Produzida pelo pâncreas, a insulina é o hormônio que leva a glicose do sangue às células. Ou seja, ela é fundamental tanto para transformar o açúcar presente nos alimentos em energia quanto para manter os níveis de glicose no sangue estáveis.
Como medicamento, a insulina é utilizada no tratamento da diabetes (tipos 1 e 2) –condição que faz o organismo não produzir ou não usar adequadamente esse hormônio– desde 1922, um ano após a ciência conseguir isolá-la pela primeira vez.
Apesar de a substância ter aplicações médicas, sua utilização sem a necessidade clínica passou a fazer parte do protocolo hormonal de diversos fisiculturistas, como Milos Sarcev, a partir dos anos 1990 –a primeira insulina humana sintética, ou seja, idêntica ao seu homônimo produzido pelo próprio corpo humano, é de 1978.
O objetivo dos fisiculturistas com o uso da insulina é aumentar suas quantidades de massa muscular, uma vez que o hormônio em questão é tido como um dos mais anbólicos e, principalmente, anticatabólicos que existem.

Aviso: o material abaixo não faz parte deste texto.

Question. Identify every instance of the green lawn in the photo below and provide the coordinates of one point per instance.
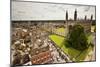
(73, 53)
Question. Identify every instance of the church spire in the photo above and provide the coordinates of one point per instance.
(75, 14)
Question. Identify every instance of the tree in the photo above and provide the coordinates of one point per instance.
(77, 38)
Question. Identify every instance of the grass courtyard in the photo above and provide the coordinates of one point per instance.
(74, 54)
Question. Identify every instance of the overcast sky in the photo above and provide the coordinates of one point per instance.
(48, 11)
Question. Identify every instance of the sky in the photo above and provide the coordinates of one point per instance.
(21, 10)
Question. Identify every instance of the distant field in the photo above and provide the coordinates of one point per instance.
(74, 54)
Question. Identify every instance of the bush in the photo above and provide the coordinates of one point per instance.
(77, 38)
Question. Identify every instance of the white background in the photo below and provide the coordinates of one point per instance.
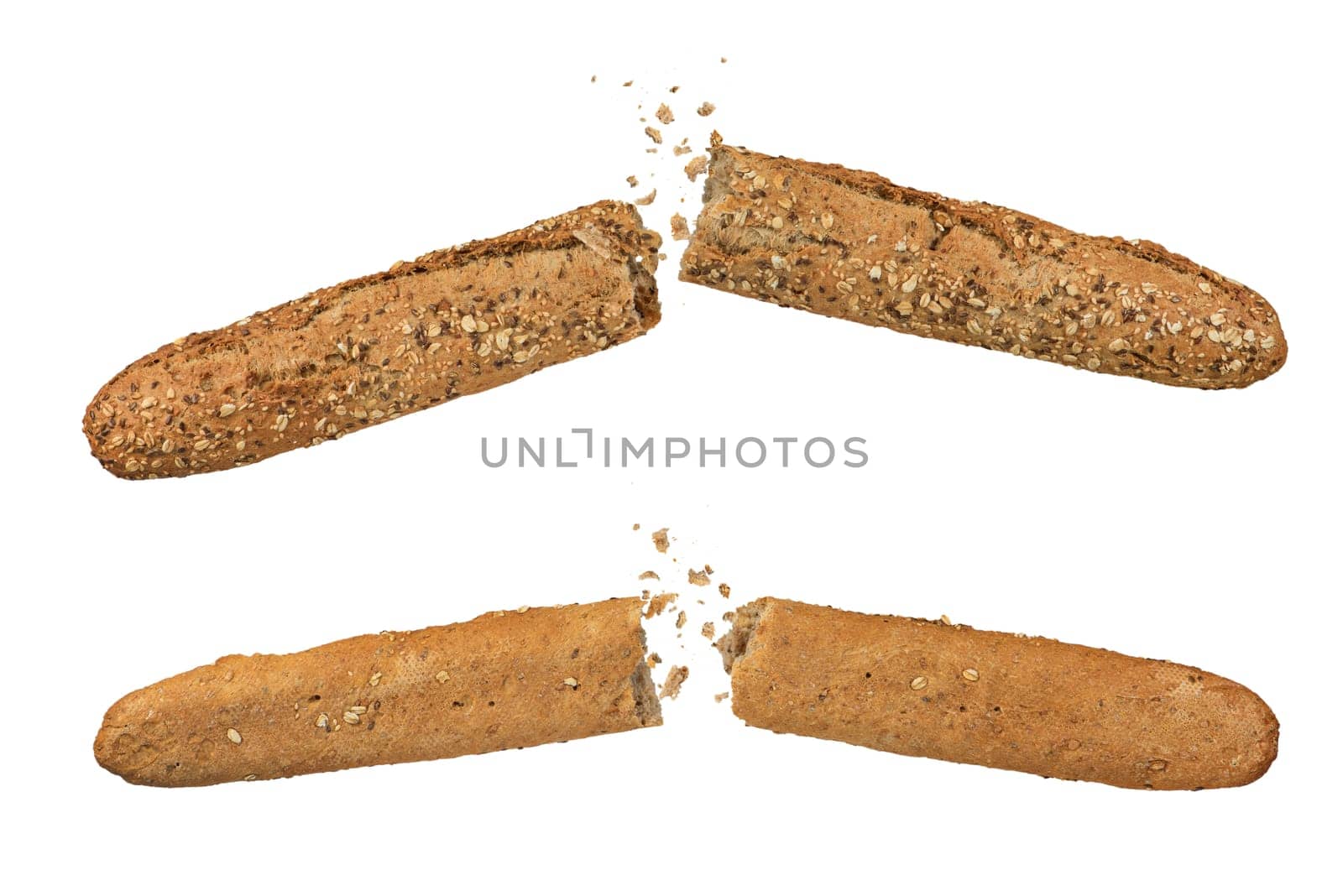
(175, 168)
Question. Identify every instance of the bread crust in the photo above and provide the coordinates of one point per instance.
(852, 244)
(347, 357)
(501, 680)
(927, 688)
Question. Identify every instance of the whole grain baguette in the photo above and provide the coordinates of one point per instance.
(852, 244)
(450, 324)
(927, 688)
(503, 680)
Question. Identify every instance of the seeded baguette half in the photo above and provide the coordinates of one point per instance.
(926, 688)
(503, 680)
(852, 244)
(450, 324)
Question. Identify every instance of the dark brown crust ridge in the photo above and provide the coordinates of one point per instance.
(503, 680)
(449, 324)
(852, 244)
(928, 688)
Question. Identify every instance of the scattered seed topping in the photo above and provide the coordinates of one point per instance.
(672, 685)
(680, 230)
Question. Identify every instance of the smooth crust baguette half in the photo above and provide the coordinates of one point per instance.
(503, 680)
(926, 688)
(447, 325)
(852, 244)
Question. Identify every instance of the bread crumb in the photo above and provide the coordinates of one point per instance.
(658, 604)
(672, 685)
(680, 230)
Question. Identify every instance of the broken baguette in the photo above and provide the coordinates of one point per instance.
(926, 688)
(852, 244)
(503, 680)
(450, 324)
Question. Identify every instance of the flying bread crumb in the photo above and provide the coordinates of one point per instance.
(658, 604)
(672, 685)
(680, 230)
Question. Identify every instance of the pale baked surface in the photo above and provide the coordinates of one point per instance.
(369, 351)
(927, 688)
(503, 680)
(852, 244)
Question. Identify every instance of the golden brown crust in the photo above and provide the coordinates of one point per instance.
(450, 324)
(503, 680)
(852, 244)
(927, 688)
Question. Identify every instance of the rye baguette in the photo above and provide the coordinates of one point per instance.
(503, 680)
(347, 357)
(852, 244)
(927, 688)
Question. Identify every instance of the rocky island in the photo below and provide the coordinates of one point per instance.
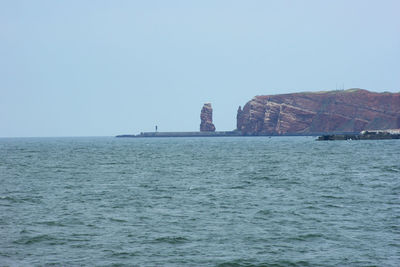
(340, 112)
(343, 111)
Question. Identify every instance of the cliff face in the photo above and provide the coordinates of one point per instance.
(206, 124)
(351, 110)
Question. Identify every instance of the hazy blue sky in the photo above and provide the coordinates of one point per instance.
(78, 68)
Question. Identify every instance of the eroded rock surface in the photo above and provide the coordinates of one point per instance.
(350, 110)
(206, 124)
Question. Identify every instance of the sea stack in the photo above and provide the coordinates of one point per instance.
(206, 124)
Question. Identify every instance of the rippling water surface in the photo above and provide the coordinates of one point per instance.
(281, 201)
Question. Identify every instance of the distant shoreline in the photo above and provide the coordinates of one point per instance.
(217, 134)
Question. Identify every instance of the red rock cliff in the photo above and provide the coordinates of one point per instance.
(351, 110)
(206, 124)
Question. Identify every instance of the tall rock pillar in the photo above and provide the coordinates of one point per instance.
(206, 124)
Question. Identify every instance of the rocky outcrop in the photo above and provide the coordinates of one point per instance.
(350, 110)
(206, 124)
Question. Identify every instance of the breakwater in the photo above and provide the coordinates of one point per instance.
(184, 134)
(365, 135)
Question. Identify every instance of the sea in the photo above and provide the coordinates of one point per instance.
(225, 201)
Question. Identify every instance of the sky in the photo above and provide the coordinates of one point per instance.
(102, 68)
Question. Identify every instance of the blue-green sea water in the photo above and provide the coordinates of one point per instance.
(256, 201)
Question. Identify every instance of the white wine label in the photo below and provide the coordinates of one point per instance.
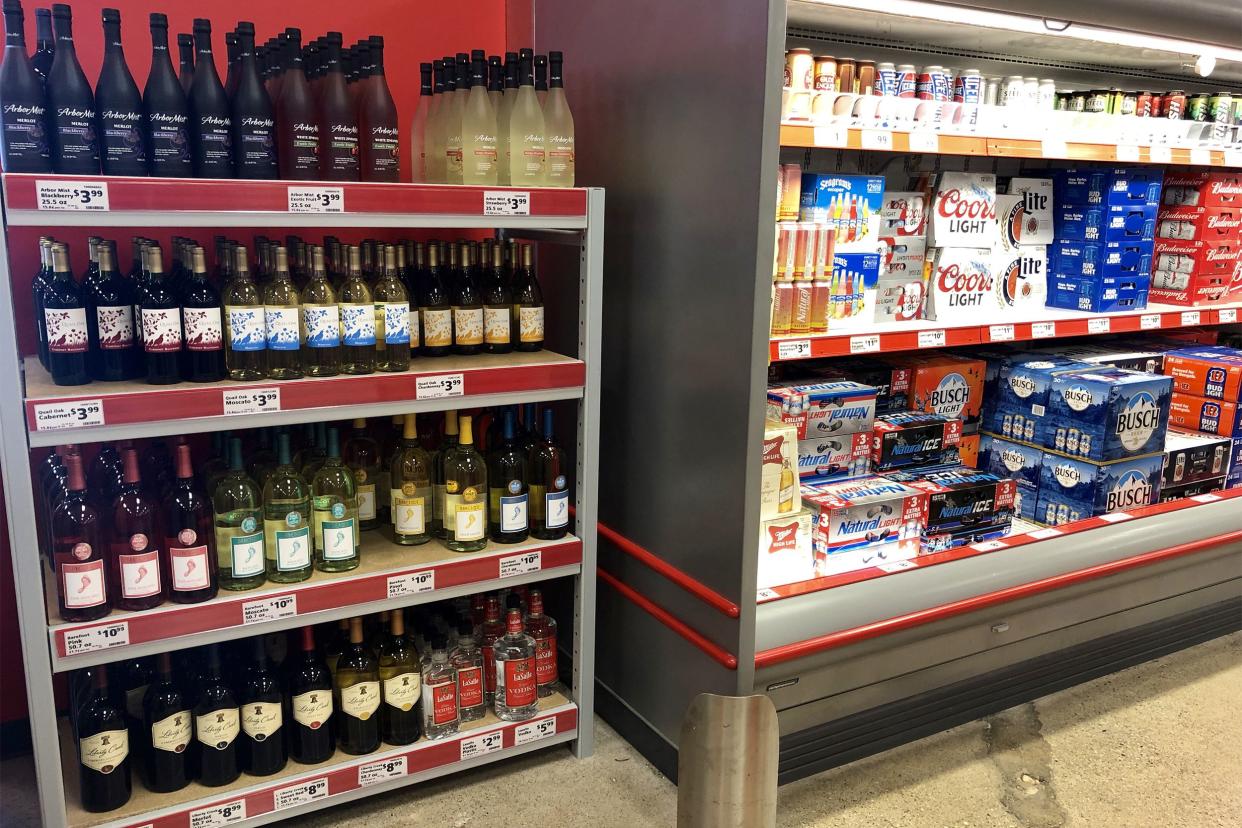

“A insulina tem uma importante ação anabólica e anticatabólica. Ela aumenta a entrada de glicose e aminoácidos na célula muscular, favorecendo a síntese proteica e a reposição de glicogênio muscular pós-treino. Na prática, isso melhora a recuperação muscular e auxilia na hipertrofia”, explica a médica Gabriella Criscuolo Mukics à coluna.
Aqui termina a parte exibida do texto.